The Unstuck Group’s team has served 150+ churches in the last year, and most of our consultants are actually still on staff full-time in local churches. They have a pretty unique opportunity to gain perspective on what’s going on at a broad level across North America (and beyond).
So, we recently polled the Unstuck team on Slack (a great team communication and collaboration tool, if you’re not already using it, especially for multisite churches). We asked them about trends they’ve noticed over the last year as they have facilitated Ministry Health Assessments, Strategic Planning and Staffing & Structure Reviews with churches of all different sizes and denominations.
What major trends related to church leadership are you observing in the churches you’ve served over the last year?
Here are some of their insights, which ended up falling into a few categories:
Tony Morgan: Generally, I think more churches are talking about leadership development. That’s positive. I’m just not convinced many churches have figured it out.
Paul Alexander: Trying to find an off-the-shelf program for leadership development instead of realizing and embracing the fact that the church itself is a leadership development program.
STAFFING AND STRUCTURE
Tony Morgan: Letting someone stay on the team who either isn’t a culture fit or doesn’t have the capacity for the specific role.
Sarah Bouma: I was going to respond exactly as Tony did, but adding “or people whose roles have outgrown their leadership capacity and/or passion.” The best specific example I can share is a children’s pastor at a church of just under 1,000 who expressed that his ideal role was just to sit with a small group of children and disciple them.
Tammy Kelley: Lack of clarity on the role of an executive pastor.
Amy Anderson: Senior pastors are often lacking a Driver (a teammate with a faster-paced/task-oriented wiring) on their executive team. Instead, they are more often surrounded by (albeit great) teammates who are more people-focused and work at a slower pace. Without the complementary Driver personality in the mix, I see teams struggling to make decisions, take action, and I ultimately see senior pastors who are overextended and tired because they are having to shoulder most of the “action” energy.
MULTISITE / MULTI-VENUE
Paul Alexander: The upside to the multisite trend (done well or not) is the commitment/heart to reach more people for Jesus! That’s a good thing! Unfortunately, I’m also seeing a lot of churches choose to do multi-venue/multi-style services to keep more people happy (insiders) rather than as a strategy to reach new people.
Chris Surratt: Unwillingness to make hard decisions. Some of it is due to poor governance models, but some of it is due to lead pastors not leading.
Mark Morgan: Fear of conflict and having the hard conversations.
Dale Sellers: The most positive, and encouraging, trend I’ve seen lately is the willingness of lead pastors and trustees/boards to reach out for help. It’s one thing to realize you need help but quite another to actually be proactive in seeking out help.
Ron Baum: There is a lot of talk today about millennials across the spectrum. In my opinion, not all millennials are created equal. I am seeing a trend of millennials who are looking for mentoring from Gen X and Boomer generations.
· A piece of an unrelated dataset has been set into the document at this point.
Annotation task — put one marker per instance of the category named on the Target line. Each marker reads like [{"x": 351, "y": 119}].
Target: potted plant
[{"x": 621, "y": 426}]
Those that are experiencing the opportunity to be equipped and empowered are experiencing success on many levels in church ministry.
Michael Moore: I’ve seen a trend in congregations committing to allocate resources and attention to young people and young families. That’s positive.
Dave D’Angelo: More imitation than innovation.
Dale Sellers: I think the major trend that I’ve seen is most pastors’ inability to develop a good strategy and then implement it. Most of the folks I’ve worked with are chasing fads (or things they see at conferences) instead of developing a specific strategy for their specific church and community.
Gabe Kolstad: I keep running into huge volunteer turnover, and it seems like the common denominator is lack of timelines for volunteer positions. In other words, people think they have to serve forever so they burn out and quit, or they shy away in the first place because the terms are undefined.
Paul Alexander: Scheduling people to fill volunteer roles instead of using volunteer opportunities to develop and disciple people.
Clearly some of these are positive trends and some are not so positive. Are you seeing any of these in your church? If so, know you’re not alone, but also let this serve as a wake-up call. While the negative trends are common, as we’re helping churches get unstuck we’re often helping them break out of these tendencies. Be encouraged; it can be done!